Day 194 · Monday, July 13
"Come to me, all who labor and are heavy laden, and I will give you rest."MATTHEW 11:28
Hello, my friend… so glad you're with me today. This is By God's Call — day 194, Come and Rest.
Matthew 11:28. Listen carefully, because these words are not old — they are alive right now, for you, exactly where you are:
"Come to me, all who labor and are heavy laden, and I will give you rest."
Let that land for a moment.
Jesus is not making a general announcement to the crowd. He is speaking to you — to what you are carrying today, to the weariness you felt when you opened your eyes this morning, to the weight you may not even be able to put into words. He knows the two faces of exhaustion: what toil produces on the outside, and what accumulates on the inside — quiet, heavy, building over time. You don't need to explain it. You don't need to summarize your life in a sentence for Him to understand. Jesus already knows the weight.
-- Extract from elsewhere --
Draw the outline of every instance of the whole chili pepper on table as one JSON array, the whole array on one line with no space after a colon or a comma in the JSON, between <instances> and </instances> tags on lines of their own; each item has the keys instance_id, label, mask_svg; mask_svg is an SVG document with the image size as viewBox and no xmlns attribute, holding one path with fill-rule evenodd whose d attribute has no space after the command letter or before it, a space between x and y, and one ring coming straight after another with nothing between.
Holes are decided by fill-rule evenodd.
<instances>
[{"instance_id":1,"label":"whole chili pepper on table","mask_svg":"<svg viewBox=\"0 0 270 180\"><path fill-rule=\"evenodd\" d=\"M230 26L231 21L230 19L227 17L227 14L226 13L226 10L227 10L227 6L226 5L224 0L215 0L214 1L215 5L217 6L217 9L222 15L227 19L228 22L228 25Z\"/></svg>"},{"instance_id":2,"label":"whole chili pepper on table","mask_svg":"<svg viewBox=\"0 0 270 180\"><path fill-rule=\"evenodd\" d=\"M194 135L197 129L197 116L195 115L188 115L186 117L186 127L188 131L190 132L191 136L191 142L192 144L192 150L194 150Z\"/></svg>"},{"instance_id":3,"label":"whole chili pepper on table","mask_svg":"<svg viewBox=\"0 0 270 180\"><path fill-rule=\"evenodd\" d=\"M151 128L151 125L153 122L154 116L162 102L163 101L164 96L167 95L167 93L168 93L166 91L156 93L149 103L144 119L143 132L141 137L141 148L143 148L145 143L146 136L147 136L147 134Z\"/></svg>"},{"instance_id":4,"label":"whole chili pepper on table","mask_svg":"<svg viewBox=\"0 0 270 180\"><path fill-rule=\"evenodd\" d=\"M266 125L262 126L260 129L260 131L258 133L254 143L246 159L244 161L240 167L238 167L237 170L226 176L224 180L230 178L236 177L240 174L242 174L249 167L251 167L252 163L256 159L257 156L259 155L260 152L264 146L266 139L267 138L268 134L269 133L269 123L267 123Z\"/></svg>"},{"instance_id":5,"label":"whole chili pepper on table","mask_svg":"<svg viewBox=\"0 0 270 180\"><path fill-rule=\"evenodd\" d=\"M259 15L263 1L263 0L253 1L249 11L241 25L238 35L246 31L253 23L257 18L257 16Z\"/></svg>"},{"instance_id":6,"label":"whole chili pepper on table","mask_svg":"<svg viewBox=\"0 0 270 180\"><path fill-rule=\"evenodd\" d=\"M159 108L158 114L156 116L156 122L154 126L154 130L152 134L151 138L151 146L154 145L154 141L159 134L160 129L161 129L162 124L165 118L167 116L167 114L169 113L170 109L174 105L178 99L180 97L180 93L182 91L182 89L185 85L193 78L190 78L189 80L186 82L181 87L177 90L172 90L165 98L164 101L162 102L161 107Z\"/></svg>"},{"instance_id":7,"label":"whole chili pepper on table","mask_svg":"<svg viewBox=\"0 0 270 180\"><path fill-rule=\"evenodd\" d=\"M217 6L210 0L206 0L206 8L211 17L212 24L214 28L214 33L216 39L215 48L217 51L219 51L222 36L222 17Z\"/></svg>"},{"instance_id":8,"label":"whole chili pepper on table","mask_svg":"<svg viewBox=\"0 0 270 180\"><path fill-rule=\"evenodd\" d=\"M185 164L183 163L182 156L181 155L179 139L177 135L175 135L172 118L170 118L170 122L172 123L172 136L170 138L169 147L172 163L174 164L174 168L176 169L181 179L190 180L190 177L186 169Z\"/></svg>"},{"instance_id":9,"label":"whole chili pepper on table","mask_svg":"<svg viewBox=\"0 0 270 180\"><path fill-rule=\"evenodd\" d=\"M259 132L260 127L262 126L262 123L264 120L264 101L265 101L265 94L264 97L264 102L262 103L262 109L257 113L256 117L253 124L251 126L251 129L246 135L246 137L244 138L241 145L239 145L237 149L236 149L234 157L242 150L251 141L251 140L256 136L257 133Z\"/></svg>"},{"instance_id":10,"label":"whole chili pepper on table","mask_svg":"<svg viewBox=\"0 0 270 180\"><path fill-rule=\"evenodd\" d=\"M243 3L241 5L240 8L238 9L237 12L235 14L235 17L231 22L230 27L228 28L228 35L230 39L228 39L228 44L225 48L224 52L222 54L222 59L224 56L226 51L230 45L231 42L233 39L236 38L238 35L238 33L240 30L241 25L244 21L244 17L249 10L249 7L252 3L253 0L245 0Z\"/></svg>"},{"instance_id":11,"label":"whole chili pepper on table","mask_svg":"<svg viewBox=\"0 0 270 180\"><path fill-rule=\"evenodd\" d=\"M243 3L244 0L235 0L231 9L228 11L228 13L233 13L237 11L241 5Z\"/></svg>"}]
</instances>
And still — especially because of that — He calls.
"Come to me."
This is not a distant promise. It is a direct, personal invitation made for this exact moment of your life. And there is something here we cannot let slip by: coming is an action. The rest Jesus offers does not fall from heaven while you sit and wait, hoping things get easier on their own. It is found when you move toward Him — with purpose, with intention, releasing what you carry and drawing near. Coming is a choice. It is an act of faith.
And look at what He promises when you come: "I will give you rest."
He does not say when you have earned it. He does not say when you have prayed enough, done enough, been good enough. He simply says: I will give you rest. That is pure grace. Rest is not a wage won through effort — it is a gift received with open hands. You do not come to Him with your credentials. You come with your weariness — and that is enough.
But understand what this rest is. It is not the absence of trouble. Jesus is not promising that your life will be free of difficulty. The rest He gives is a peace that anchors the soul even in the middle of the storm — a steadiness that rises from within, one that does not depend on your circumstances changing first. With Him, you no longer have to carry the day alone. He carries it with you. He holds.
And that rest is available right now. Not tomorrow. Not after you have figured everything out. Now.
So today, before breakfast — pause. Two minutes. Open your hands — palms up, as a sign of surrender. And tell Jesus out loud — not just in your thoughts, out loud — one thing you have been carrying. Just one. Give it a name. And leave it with Him.
That is coming. That is the act. That is where the rest begins.
Stay close to God. Pray — then act. I'll see you tomorrow, my friend.